In the face of the facts here shown to prevail, we are of the opinion that the respondent Judge committed an abuse of discretion and prejudicial error in not granting the defendant’s motions. By this refusal the defendant would be denied his fundamental right to a fair and impartial hearing which the Constitution assures him. Where a request by a defendant charged with crime for a chance to make his defense is reasonable and made in good faith and not for delay, it is good policy to veer towards the liberal side avoiding refinements of argument that may serve only to hide the substance of the issue. It is even of greater importance to the cause of justice for courts to deviate from the sterotyped technical rules of practice and lose a few hours than to run the risk of depriving accused of the requisite opportunity to present his side of the controversy.
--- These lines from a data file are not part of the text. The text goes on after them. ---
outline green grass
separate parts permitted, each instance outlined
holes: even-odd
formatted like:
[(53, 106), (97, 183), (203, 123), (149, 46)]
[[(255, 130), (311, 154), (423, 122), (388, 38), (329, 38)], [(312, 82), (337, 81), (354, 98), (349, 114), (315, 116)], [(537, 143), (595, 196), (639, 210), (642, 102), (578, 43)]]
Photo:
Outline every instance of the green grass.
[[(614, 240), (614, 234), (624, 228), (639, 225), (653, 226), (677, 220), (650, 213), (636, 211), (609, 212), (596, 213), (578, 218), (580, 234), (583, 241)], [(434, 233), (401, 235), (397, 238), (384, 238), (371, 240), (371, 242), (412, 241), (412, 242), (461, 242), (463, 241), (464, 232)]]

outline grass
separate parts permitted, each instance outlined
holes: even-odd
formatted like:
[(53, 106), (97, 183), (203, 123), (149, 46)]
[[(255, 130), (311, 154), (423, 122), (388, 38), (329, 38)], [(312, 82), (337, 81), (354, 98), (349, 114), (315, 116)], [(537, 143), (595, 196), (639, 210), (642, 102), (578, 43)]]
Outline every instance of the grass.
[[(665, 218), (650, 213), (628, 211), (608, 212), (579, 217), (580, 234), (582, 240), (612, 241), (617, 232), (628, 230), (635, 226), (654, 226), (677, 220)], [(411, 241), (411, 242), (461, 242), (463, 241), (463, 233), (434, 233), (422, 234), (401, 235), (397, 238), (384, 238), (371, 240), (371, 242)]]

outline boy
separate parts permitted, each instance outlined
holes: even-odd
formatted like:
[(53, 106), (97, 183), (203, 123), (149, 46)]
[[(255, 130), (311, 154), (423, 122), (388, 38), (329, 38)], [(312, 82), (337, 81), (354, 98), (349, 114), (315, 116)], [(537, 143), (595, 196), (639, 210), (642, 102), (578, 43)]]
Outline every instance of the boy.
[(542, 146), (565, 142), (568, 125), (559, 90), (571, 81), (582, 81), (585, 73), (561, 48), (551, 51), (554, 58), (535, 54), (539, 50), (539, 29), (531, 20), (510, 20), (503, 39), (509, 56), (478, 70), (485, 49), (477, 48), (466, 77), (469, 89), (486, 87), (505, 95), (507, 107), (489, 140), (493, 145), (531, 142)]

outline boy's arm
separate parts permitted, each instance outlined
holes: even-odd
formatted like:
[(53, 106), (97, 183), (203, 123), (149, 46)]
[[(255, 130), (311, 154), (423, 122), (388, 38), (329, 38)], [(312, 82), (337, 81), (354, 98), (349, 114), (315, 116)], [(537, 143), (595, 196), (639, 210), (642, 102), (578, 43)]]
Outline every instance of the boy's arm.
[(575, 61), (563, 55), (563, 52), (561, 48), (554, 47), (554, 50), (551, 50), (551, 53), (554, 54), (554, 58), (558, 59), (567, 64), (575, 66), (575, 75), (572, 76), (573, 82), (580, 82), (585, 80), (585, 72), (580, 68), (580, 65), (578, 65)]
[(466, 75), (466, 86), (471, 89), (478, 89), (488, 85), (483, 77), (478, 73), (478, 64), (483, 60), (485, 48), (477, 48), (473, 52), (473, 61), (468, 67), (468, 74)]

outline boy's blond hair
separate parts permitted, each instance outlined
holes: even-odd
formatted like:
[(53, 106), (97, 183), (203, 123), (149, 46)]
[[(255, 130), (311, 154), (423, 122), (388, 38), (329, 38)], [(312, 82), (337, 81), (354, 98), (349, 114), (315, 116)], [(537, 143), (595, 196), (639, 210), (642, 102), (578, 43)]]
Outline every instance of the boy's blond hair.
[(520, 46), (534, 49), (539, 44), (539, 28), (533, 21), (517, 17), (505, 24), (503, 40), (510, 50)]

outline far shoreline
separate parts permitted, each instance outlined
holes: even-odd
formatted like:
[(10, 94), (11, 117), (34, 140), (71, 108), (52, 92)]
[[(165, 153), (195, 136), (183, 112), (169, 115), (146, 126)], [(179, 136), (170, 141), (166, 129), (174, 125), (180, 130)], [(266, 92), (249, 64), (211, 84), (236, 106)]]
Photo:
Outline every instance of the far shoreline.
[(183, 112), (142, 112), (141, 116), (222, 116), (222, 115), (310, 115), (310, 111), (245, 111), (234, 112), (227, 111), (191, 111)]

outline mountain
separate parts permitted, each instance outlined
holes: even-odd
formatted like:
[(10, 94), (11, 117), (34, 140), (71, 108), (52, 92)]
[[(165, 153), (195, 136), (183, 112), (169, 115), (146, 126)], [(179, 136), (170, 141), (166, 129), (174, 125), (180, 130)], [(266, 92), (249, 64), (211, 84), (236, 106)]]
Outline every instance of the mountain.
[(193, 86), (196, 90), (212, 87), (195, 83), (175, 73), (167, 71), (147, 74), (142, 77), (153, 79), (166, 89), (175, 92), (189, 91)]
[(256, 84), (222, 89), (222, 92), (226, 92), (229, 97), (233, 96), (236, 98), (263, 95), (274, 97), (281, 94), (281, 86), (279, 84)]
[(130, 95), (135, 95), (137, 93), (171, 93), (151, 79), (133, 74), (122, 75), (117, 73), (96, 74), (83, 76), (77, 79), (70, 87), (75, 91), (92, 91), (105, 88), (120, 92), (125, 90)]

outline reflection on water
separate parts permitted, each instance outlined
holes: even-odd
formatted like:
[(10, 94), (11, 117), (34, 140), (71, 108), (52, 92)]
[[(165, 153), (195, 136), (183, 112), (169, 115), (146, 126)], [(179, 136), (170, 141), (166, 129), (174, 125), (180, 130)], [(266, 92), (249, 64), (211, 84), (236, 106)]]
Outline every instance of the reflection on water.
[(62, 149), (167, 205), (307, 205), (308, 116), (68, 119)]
Upon the foregoing consideration, the respondent Judge is ordered to grant the petitioner for the purpose hereinbefore stated not less than six hours to visit his home in Pasay City and/or his office on J. Luna Street, Manila, with guards to see, but not more than to see, that the prisoner does not escape or commit any act forbidden by law and the prison rules.

The petitioner’s prayer to annul the proceedings heretofore had in the court below is denied, any irregularity committed in those proceedings prejudicial to the rights of the defendant being proper subject for review on appeal in case of conviction.

There will be no special finding as to costs.

Moran, C.J., Ozaeta, Paras, Pablo, and Reyes, JJ., concur.